IBM once received 70 percent of all money spent on computer purchases. GM once dominated 60 percent of the US auto market. Sony once controlled the market for personal portable music. CompuServe and Prodigy once battled for control of the internet. Lehman Brothers and Bear Sterns were investment giants, and they disappeared overnight. Most of the largest churches from fifty years ago have little influence today.
These weren’t stupid people. They were simply blinded by their success. They overtrusted the recipe.
ADULATION
A final danger of success is that it creates an aura of invincibility and, with it, unwarranted adulation.
Adulation is a close cousin to arrogance and just as dangerous.
When arrogance strikes, we stop listening to our critics. When adulation strikes, we no longer have critics. Both will mess you up. Big time.
Adulation tends to silence the hard questions that need to be asked. When everyone around you assumes that you are right, no one wants to be the jerk who foolishly challenges the expert. No one wants to risk saying something stupid. So even if they have doubts, most people will keep their doubts to themselves.
When that happens, it’s hard to lead well.
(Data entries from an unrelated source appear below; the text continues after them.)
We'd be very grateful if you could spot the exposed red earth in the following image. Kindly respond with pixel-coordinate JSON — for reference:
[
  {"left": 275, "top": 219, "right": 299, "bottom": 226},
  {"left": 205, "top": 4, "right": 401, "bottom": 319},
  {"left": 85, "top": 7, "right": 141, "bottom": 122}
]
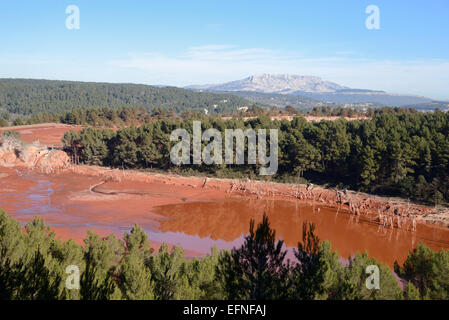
[
  {"left": 0, "top": 123, "right": 82, "bottom": 146},
  {"left": 0, "top": 124, "right": 449, "bottom": 266}
]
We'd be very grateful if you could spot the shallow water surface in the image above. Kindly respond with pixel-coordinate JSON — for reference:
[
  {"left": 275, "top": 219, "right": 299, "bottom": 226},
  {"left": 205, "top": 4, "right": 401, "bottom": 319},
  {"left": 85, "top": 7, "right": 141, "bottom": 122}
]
[{"left": 0, "top": 169, "right": 449, "bottom": 266}]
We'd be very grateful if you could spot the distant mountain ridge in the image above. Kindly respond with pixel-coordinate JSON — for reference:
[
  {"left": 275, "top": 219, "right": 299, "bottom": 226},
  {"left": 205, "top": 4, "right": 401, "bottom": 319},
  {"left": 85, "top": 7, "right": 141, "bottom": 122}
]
[{"left": 185, "top": 74, "right": 432, "bottom": 106}]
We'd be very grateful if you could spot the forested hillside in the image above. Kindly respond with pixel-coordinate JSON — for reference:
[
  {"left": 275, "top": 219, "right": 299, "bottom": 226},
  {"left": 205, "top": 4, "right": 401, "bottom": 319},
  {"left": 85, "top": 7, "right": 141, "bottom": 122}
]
[
  {"left": 63, "top": 112, "right": 449, "bottom": 204},
  {"left": 0, "top": 79, "right": 252, "bottom": 115}
]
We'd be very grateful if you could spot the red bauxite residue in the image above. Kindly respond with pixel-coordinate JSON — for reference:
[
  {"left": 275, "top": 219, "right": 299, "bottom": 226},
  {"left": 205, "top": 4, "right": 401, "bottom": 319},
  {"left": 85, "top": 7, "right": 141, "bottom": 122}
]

Pushback and hard questions are important parts of the innovation process. They derail our dumb ideas. They refine our great ideas. They turn good ideas into great ideas. Without pushback and hard questions, it’s hard to know which is which.
I’ve found that a long string of successes will cause most people to downplay or forget about our mistakes and failures. It’s human nature. Lots of people want gurus who are always right and organizations that never fail.
They don’t exist.
But we wish they did.
Success is a great thing. It’s what we’re all aiming for. But it has its dangers. They remind me of a principle from mountain climbing: the closer you get to the top, the greater the danger you’re surrounded by.
Every mountain climber would rather be approaching the peak than stuck back at base camp. Every leader would rather have success than failure or mediocrity. But only a fool forgets that the higher you go in mountain climbing or leadership, the greater the risk to your future. It’s not a time for cockiness. It’s a time for gratitude and caution. It’s a time to listen to those you might be tempted to write off.